BEACON TRANSCRIPT – While many of us are often the victims of retailers overpricing their products, it’s rare that any of us actually see compensation. And the people won’t see any compensation in this case either, as New York to be paid $500,000 by Whole Foods for overpricing.
After the Department of Consumer Affairs was alerted by enough people that Whole Foods was overcharging their customers by mislabeling their products, things haven’t been looking too good for the nation-wide franchise.
However, after refusing to even consider DCA’s original demand of $1.5 million, Whole Foods Market representatives eventually accepted the settlement of $500,000 in order to put the whole affair behind them.
The company was accused of routinely overcharging their customers, by labeling their products as weighing more than they actually did. This was not a single occasion either, as you’ll read later on.
Besides paying the fine, Whole Foods also has a number of other responsibilities and obligations in order to ensure that nothing similar will happen again.
First of all, all employees in New York that are responsible for weighing and labeling products will have to undergo several hours of training.
Secondly, the company will have to undergo quarterly audits in their New York stores, for at least 50 products from ten different departments in order to ensure the proper labeling and weighing of the products.

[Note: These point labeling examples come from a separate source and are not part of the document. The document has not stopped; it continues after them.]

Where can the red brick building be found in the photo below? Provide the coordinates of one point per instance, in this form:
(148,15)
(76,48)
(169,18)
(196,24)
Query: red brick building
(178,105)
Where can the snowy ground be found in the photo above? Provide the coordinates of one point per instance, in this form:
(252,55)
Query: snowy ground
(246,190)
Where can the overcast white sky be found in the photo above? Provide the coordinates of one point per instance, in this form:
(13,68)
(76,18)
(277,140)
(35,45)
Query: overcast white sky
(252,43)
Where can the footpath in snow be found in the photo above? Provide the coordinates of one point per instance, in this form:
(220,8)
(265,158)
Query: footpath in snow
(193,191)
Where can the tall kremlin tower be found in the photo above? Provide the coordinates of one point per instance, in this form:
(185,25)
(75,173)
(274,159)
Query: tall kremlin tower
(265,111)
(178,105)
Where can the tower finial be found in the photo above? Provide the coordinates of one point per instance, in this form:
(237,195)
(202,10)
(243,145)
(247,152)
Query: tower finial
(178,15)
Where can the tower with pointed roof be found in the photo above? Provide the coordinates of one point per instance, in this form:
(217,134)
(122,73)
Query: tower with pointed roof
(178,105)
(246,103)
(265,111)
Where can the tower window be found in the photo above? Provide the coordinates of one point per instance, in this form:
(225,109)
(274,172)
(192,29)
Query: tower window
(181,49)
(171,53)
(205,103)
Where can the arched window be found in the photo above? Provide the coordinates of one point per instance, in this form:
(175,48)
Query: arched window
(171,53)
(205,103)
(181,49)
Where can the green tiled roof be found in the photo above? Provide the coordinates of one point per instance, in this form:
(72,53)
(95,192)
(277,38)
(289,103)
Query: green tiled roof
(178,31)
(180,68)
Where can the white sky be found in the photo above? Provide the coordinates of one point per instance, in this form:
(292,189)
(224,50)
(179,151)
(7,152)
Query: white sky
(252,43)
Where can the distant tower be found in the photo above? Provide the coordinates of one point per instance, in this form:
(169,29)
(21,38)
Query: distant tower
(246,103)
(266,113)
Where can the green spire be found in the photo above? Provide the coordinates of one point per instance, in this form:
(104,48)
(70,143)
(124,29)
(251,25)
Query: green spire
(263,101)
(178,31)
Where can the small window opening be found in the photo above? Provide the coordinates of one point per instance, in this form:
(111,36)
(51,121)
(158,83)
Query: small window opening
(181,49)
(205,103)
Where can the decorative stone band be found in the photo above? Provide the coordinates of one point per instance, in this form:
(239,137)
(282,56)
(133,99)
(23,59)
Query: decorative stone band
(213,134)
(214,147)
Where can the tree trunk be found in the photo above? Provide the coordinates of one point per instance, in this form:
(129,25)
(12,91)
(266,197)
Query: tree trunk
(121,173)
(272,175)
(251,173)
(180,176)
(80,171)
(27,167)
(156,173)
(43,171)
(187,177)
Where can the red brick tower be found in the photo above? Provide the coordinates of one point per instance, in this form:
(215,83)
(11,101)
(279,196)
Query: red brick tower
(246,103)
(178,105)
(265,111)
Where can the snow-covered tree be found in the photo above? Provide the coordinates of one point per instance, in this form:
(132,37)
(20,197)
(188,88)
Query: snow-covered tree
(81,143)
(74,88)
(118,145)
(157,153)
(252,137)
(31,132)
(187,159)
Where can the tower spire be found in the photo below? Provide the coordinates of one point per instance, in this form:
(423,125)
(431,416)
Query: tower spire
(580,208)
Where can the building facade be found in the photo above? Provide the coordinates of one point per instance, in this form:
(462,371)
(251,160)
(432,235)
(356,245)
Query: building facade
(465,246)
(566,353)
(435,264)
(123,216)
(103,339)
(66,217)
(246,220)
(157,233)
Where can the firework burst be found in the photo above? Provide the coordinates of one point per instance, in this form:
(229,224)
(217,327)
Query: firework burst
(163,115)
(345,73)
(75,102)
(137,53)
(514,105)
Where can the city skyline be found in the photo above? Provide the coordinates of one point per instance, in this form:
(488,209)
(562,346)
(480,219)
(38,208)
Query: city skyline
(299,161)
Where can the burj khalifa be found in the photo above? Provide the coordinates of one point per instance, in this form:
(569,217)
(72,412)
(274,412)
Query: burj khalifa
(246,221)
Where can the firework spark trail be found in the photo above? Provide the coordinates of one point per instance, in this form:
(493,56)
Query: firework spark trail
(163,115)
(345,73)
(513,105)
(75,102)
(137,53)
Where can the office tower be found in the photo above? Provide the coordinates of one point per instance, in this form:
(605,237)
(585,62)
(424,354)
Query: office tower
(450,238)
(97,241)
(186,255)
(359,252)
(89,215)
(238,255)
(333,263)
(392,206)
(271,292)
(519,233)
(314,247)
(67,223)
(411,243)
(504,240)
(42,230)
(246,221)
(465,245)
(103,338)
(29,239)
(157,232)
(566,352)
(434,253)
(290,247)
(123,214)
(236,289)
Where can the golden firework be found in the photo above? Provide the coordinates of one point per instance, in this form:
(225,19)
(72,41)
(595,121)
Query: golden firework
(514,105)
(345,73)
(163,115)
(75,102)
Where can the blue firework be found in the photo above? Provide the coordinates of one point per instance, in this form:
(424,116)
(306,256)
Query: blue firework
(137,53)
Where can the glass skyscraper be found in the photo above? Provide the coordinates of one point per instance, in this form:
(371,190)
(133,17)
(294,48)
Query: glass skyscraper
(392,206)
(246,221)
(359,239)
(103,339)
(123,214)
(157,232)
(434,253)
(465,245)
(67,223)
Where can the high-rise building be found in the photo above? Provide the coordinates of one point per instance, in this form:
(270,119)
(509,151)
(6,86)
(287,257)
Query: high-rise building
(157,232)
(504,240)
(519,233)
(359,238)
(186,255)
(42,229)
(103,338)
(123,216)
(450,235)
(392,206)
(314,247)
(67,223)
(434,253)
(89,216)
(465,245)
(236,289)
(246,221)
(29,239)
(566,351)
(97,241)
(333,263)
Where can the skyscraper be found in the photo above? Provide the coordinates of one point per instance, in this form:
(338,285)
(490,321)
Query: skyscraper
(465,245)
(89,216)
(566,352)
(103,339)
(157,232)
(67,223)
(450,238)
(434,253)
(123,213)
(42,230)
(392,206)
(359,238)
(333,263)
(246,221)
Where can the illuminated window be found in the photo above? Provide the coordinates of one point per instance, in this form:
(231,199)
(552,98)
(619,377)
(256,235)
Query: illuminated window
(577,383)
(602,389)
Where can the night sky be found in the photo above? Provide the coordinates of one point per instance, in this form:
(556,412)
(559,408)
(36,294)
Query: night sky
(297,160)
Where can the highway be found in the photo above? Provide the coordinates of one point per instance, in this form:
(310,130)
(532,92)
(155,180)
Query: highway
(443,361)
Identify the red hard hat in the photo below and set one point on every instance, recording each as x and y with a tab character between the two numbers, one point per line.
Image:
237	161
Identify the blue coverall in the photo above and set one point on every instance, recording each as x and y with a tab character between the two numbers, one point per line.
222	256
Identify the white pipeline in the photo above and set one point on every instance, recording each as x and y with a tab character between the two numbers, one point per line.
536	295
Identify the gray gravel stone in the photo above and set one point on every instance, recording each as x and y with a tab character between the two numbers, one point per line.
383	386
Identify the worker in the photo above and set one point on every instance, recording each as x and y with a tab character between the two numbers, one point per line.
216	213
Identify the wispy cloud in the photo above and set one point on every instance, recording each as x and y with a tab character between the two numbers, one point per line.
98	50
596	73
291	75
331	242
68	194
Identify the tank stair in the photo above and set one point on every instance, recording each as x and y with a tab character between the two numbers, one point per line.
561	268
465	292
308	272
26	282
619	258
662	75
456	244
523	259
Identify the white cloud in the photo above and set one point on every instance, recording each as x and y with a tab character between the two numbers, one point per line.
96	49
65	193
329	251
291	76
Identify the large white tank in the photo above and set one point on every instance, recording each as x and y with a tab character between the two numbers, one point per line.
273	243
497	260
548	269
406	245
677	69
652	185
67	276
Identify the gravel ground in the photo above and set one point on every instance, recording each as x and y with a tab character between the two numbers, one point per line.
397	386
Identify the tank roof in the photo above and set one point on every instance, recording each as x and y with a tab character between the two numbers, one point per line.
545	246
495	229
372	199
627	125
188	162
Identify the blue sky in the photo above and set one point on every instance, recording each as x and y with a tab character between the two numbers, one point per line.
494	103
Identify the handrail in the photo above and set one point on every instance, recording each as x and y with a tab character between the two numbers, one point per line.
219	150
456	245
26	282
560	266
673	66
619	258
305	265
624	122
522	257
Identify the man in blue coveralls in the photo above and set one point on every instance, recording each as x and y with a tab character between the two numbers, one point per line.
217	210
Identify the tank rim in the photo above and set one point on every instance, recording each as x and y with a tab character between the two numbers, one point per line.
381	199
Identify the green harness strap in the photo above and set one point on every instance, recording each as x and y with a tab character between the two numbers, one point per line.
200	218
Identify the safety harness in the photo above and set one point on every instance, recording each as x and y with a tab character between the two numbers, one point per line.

Thirdly, employees will be forced to weigh and label each and every package individually, according to its actual weight.
Last but not least, in case any product is found to be mislabeled in any way, all mislabeled products will have to be removed from the store, and the company will have 15 days to verify the accuracy of the products label – price and weight alike – and also that of 20 other products from the same department in all of their New York stores.
Despite their initial refusal to even consider paying the fine, Whole Foods spokespeople claimed that they decided to pay the $500,000 settlement because their sales were dropping due to bad publicity.
Additionally, they claim that no evidence was found of intentional ill will towards the customers, and that they shouldn’t have been the one singled out, as other companies are doing the same. This would indicate that the company actually knew about the illicit practices.
Remember when I said that this has happened before? Well, after a similar scandal that surrounded the Californian branch of the franchise that started in 2012, in 2014 the company had to pay the state of California $800,000 for similar charges.